Here’s some relevant links:
https://docs.snowflake.com/en/user-guide/oauth-ext-custom
https://www.palantir.com/docs/foundry/api/connectivity-v2-resources/connections/update-secrets-for-connection
@dlandes can you explain a little bit more what’s your end goal in terms of workflow?
Are you trying to make queries that impersonate the logged in Foundry user in Snowflake?
Thanks @HugoRodrigues @nicornk.
In short, our customer would like to set up a direct integration between Foundry and Snowflake using Virtual Tables, and would like to use their AAD instance to manage access, roles and permissions for our user in Snowflake, in line with their existing processes.
My understanding is that the OAuth option that comes out of the box offers to basically use Foundry as the authentication service and does not provide the option to use an existing third party authentication service such as AAD – is my understanding correct?
The idea of writing our own OAuth flow in Foundry is probably our best bet here – thank you for the code sample. I will try to obtain more details from them about which AAD endpoint we would use and what their policy is in terms of token expiration, which will inform how frequently we should run the external transform. Let me know if you’d like any additional clarification.
@HugoRodrigues your code sample is using “PASSWORD” as the secret name for the Snowflake token but I get a SecretNamesDoNotExist error. Do you know what name the token exists under?
This is a known issue, and I believe the Product Development team already has a ticket to address it. The code I shared pertains to integrating PostgresDB with Azure Entra ID (AAD). However, in the case of MongoDB, the username is in lowercase. You may want to check with your colleagues the source code, as I encountered the same issue. Only solved it by raising a platform issue.
@HugoRodrigues How is configured your Postgres source ? Because I don’t see any OAuth auth option in the config of the source ? Are you using a basic auth config and then in your script updating the password ?

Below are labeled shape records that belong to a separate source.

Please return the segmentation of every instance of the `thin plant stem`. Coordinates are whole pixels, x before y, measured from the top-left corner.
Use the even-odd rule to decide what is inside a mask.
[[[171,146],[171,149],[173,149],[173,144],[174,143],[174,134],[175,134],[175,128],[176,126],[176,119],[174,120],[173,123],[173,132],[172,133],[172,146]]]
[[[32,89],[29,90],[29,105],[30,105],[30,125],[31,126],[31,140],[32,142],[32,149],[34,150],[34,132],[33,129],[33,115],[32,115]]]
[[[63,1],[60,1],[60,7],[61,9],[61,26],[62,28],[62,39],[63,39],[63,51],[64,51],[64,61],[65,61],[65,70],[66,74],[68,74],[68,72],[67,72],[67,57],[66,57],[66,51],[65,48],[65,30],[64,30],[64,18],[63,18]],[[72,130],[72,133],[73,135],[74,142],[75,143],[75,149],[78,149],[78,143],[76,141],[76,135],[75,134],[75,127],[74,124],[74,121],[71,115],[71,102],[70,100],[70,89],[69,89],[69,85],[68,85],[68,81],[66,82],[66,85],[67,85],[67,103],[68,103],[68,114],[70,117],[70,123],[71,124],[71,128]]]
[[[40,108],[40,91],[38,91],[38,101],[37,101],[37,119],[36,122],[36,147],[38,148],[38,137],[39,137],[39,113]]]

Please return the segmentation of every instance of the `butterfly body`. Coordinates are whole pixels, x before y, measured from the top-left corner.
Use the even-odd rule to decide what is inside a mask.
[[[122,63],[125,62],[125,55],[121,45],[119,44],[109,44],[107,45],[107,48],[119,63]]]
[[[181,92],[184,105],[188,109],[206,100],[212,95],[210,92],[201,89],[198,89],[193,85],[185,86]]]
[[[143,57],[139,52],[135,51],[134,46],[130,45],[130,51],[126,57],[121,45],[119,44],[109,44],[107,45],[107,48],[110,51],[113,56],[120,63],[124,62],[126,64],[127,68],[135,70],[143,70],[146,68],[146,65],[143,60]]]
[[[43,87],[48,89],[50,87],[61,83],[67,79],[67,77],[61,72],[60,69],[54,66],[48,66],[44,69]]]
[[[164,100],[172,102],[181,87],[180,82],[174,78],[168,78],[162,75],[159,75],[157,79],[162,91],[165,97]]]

The native driver from the Palantir Postgres connection doesn’t support OAuth with EntraID out of the box - just username and password. In essence, you need a technical user in the database and retrieve a static secret. However, depending on the company policies, Postgres Databases in the cloud might not allow for technical users - only Service principals. In that scenario, you need to write your “own” OAuth in an external transform and insert the token retrieved from EntraID into the password of the Postgres data connection before the ingestions.
@HugoRodrigues @Guillaume unfortunately Snowflake does not let me login via username/password using the token as the password – this workaround might work for Postgres but not for Snowflake as far as I can tell… Am I out of options?

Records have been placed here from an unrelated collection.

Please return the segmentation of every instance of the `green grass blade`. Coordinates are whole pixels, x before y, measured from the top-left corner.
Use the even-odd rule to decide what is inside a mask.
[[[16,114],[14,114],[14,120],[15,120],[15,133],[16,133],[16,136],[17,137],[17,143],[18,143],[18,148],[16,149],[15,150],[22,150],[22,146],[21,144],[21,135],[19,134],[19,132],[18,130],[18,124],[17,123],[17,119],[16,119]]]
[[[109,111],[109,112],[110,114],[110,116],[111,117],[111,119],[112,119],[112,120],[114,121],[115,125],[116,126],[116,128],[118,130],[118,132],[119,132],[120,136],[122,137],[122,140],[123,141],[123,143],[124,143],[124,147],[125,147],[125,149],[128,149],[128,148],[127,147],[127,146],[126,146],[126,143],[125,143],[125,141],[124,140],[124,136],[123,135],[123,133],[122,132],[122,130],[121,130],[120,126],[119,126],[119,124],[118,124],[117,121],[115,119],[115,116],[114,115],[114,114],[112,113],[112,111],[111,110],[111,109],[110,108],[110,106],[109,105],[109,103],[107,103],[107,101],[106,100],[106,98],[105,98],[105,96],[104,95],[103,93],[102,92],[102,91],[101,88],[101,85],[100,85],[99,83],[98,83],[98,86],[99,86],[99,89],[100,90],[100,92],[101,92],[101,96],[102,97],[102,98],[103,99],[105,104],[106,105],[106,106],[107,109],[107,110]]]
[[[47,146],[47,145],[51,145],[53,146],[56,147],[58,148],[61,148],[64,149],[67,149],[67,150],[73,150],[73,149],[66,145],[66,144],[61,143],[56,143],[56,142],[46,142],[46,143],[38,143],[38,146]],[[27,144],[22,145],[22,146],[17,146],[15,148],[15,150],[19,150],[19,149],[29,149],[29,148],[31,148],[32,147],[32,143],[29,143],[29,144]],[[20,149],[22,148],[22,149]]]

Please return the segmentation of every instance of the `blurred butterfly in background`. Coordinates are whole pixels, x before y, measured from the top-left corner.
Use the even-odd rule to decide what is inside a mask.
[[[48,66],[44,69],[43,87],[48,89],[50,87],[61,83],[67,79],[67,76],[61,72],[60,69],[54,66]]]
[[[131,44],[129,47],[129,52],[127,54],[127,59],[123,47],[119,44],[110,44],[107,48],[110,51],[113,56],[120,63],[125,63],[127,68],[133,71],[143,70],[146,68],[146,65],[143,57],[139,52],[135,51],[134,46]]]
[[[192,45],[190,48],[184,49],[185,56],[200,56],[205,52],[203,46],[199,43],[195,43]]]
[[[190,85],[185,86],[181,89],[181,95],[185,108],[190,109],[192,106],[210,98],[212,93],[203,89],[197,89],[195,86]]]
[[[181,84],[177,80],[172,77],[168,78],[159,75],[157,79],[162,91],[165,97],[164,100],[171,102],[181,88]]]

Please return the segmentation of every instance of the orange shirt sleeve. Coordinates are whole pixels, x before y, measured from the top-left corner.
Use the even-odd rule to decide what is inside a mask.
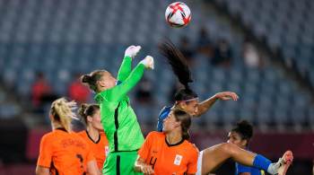
[[[188,174],[195,174],[197,171],[198,151],[196,149],[193,149],[190,157],[191,158],[188,163],[187,172]]]
[[[138,155],[144,159],[144,160],[147,160],[148,155],[150,153],[151,151],[151,147],[152,147],[152,139],[153,137],[153,133],[149,133],[145,138],[145,141],[144,142],[141,149],[138,151]]]
[[[92,153],[92,151],[91,150],[91,148],[89,147],[88,148],[88,151],[87,151],[87,162],[89,162],[90,161],[95,161],[95,156]]]
[[[37,165],[50,168],[52,151],[51,139],[47,136],[44,136],[40,141],[39,155]]]

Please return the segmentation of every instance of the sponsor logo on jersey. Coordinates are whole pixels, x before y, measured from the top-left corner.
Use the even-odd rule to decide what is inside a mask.
[[[182,161],[183,156],[179,155],[179,154],[176,154],[176,158],[174,159],[174,164],[175,165],[180,165],[181,164],[181,161]]]

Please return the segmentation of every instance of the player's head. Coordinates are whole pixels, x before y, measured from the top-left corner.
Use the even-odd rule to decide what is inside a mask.
[[[192,90],[181,89],[176,92],[174,99],[177,109],[180,109],[191,116],[197,113],[198,97]]]
[[[253,136],[253,127],[247,120],[241,120],[228,134],[228,142],[246,148]]]
[[[169,117],[163,121],[163,132],[170,133],[180,131],[182,138],[189,139],[188,128],[191,126],[191,117],[185,111],[179,109],[171,109]]]
[[[73,118],[75,118],[72,108],[75,104],[75,102],[68,101],[65,98],[57,99],[52,102],[49,118],[53,128],[63,127],[67,132],[71,131],[71,121]]]
[[[78,114],[87,127],[92,127],[98,130],[103,130],[100,123],[100,106],[98,104],[81,104]]]
[[[178,80],[184,85],[184,88],[178,91],[175,94],[176,106],[179,106],[180,109],[190,115],[195,115],[197,111],[196,104],[198,103],[198,99],[197,94],[188,85],[193,80],[185,57],[169,39],[162,42],[159,46],[159,49],[171,66]]]
[[[95,92],[102,92],[115,86],[117,80],[106,70],[96,70],[81,77],[83,83],[88,84]]]

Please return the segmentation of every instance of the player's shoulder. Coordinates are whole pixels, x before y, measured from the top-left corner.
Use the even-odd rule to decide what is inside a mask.
[[[54,138],[54,136],[56,136],[56,133],[50,131],[48,133],[46,133],[44,136],[42,136],[41,139],[51,139]]]
[[[107,137],[107,135],[106,135],[105,132],[100,132],[100,136],[106,136]]]
[[[77,136],[82,136],[82,137],[85,137],[86,136],[86,131],[85,130],[83,130],[83,131],[80,131],[80,132],[77,132],[75,133]]]

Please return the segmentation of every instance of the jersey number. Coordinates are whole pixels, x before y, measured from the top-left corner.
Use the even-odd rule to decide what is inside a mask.
[[[157,161],[157,158],[154,158],[153,156],[151,157],[151,161],[149,162],[149,164],[153,166],[153,170],[155,167],[156,161]]]
[[[77,153],[77,154],[76,154],[76,158],[80,160],[80,162],[81,162],[81,169],[83,170],[83,169],[84,169],[84,167],[83,167],[83,159],[82,154]],[[86,172],[83,171],[83,175],[85,175],[85,174],[86,174]]]

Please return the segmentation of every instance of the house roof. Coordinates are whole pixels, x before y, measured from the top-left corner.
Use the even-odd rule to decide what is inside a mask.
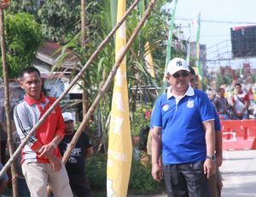
[[[79,64],[79,58],[72,50],[68,48],[64,50],[61,45],[51,42],[45,42],[39,47],[37,52],[37,59],[53,66],[57,64],[62,54],[64,54],[64,58],[61,67],[73,69],[73,66]]]

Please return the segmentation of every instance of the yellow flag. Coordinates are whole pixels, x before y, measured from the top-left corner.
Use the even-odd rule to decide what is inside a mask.
[[[126,0],[118,1],[117,22],[125,12]],[[116,33],[116,59],[126,43],[125,23]],[[108,197],[126,197],[132,148],[129,117],[125,59],[115,76],[109,130],[107,190]]]
[[[154,78],[155,76],[154,76],[154,63],[153,63],[153,58],[152,58],[148,42],[147,42],[145,44],[145,51],[146,51],[146,55],[144,59],[146,62],[147,70],[149,72],[150,76]]]

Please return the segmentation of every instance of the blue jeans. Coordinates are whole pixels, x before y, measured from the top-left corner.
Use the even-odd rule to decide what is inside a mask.
[[[30,197],[30,192],[25,179],[18,178],[19,197]]]

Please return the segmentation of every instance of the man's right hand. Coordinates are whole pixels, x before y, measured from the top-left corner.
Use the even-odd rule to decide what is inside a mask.
[[[61,160],[59,158],[52,155],[51,156],[48,157],[48,159],[54,171],[59,171],[61,169]]]
[[[152,177],[157,181],[160,182],[163,177],[163,171],[161,166],[159,164],[152,164]]]

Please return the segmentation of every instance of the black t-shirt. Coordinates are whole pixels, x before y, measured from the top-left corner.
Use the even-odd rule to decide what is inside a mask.
[[[70,144],[74,133],[72,135],[65,135],[62,141],[59,144],[61,154],[63,156],[67,146]],[[66,163],[67,170],[69,172],[84,172],[85,168],[85,149],[92,146],[88,136],[82,132],[77,144],[72,150],[68,160]]]

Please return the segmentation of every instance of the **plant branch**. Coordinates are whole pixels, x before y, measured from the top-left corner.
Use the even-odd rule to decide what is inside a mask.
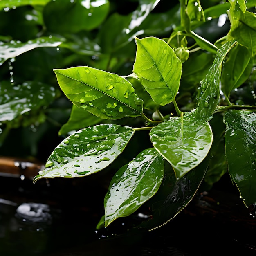
[[[175,110],[177,114],[177,115],[179,117],[181,117],[183,115],[183,112],[181,111],[179,109],[179,107],[178,107],[178,105],[177,105],[177,102],[176,102],[176,100],[175,99],[175,97],[173,98],[173,105],[174,105],[174,108],[175,108]]]
[[[162,122],[162,121],[158,121],[158,120],[154,121],[153,120],[150,120],[150,119],[147,117],[145,115],[145,114],[143,112],[141,113],[141,117],[143,117],[143,118],[145,119],[146,121],[148,123],[148,124],[153,124],[154,126],[157,125],[157,124],[159,124],[160,123]]]

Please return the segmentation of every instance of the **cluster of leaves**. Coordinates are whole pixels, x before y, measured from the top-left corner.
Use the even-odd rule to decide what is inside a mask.
[[[26,43],[3,42],[2,61],[36,47],[67,51],[60,65],[65,68],[54,71],[73,103],[59,132],[69,135],[34,182],[100,171],[135,132],[149,131],[152,146],[133,156],[111,180],[99,228],[146,204],[151,217],[139,227],[159,227],[187,205],[203,180],[211,185],[228,169],[245,204],[255,203],[255,2],[180,0],[154,13],[162,1],[140,0],[125,15],[111,10],[118,4],[106,0],[26,3],[40,4],[33,11],[40,14],[42,32],[54,34],[49,40],[44,34]],[[67,10],[68,17],[63,15]],[[205,32],[210,28],[222,34],[213,38]],[[86,65],[77,66],[78,56],[90,56]],[[66,68],[71,65],[76,66]],[[22,108],[11,108],[13,99],[3,99],[13,119],[23,114]]]

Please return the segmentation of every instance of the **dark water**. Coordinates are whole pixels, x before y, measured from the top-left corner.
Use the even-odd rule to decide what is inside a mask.
[[[121,219],[112,229],[95,232],[106,189],[90,179],[34,184],[1,177],[0,255],[256,255],[256,222],[227,191],[198,195],[174,220],[151,231],[125,232],[128,221]]]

Hmm… as a last resort, you can check if CDATA - Palantir’s partner on data connection - has somehow a driver for snowflake that support OAuth.
https://www.cdata.com/
Snowflake Integrations: Drivers & Connectors for Snowflake: https://www.cdata.com/drivers/snowflake/
@dlandes
If you are open to writing code you can leverage the spark snowflake connector (which is installed by default in foundry transforms environment) to read or write from snowflake. There, you can pass the oauth token in the connection options.
You will need to use the egress policies for the snowflake url and the internal stage bucket of your account as inputs into your transform.
You‘ll loose the benefits of a first class Source but gain full flexibility.
This topic was automatically closed 60 days after the last reply. New replies are no longer allowed.